Le coppette mestruali? Funzionano e sono sicure

Le coppette mestruali sono dei piccoli contenitori a forma di campana, generalmente in silicone (Getty)

Le coppette mestruali sono sicure ma ancora poco conosciute e, quindi, scarsamente utilizzate. A dirlo è una ricerca pubblicata nei giorni scorsi sulle pagine di Lancet Public Health. Attorno alle coppette mestruali gira un mondo e qualche polemica. C’è chi le considera più economiche e amiche dell’ambiente e chi, invece, le guarda con diffidenza.

Cosa sono

Le coppette mestruali sono dei piccoli contenitori a forma di campana, generalmente in silicone, che si inseriscono nel canale vaginale e che servono a raccogliere il sangue del flusso mestruale. Le coppette raccolgono, mente gli assorbenti assorbono. In commercio ne esistono di diversi tipi. Alcune coppette sono anche vendute con il contenitore sterilizzatore. La coppetta, prima di essere riutilizzata, deve essere pulita a fondo, solitamente viene bollita per essere sterilizzata. Lo si può fare anche nel microonde, dentro il contenitore apposito.

Come si usa

Durante il ciclo la coppetta può essere indossata fino a 12 ore, e al momento del cambio va svuotata e lavata con sapone neutro prima di essere inserita di nuovo. Possono durare anni se ben utilizzate e conservate.
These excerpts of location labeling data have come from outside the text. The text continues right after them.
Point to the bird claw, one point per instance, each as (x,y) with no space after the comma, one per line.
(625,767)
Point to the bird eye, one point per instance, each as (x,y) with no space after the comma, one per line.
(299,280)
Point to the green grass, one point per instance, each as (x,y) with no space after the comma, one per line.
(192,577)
Il costo? Circa 20 euro.

Le coppette cervicali

Esiste una versione delle coppette nota come coppette cervicali: come suggerisce il nome si posizionano in prossimità della cervice, come un diaframma. I primi modelli commerciali risalgono agli anni Trenta, ma si trovano tracce anche di modelli precedenti, della seconda metà dell’Ottocento.

Lo studio

Gli scienziati hanno effettuato una metanalisi, ovvero hanno messo insieme i risultati provenienti da 43 studi sulle coppette mestruali, compiuti su oltre 3mila e 300 partecipanti, in paesi a basso, medio e alto reddito, effettuando anche ricerche sulla loro diffusione e alla disponibilità di informazioni in materia. Dallo studio è emerso che le coppette sono efficaci e sicure. All’uso, infatti, non è stato associato un aumento di rischio di infezioni nelle donne europee, nordamericane o africane. Eventuali perdite sono causate da un cattivo posizionamento. Ma per adesso sono ancora poco conosciute e utilizzate.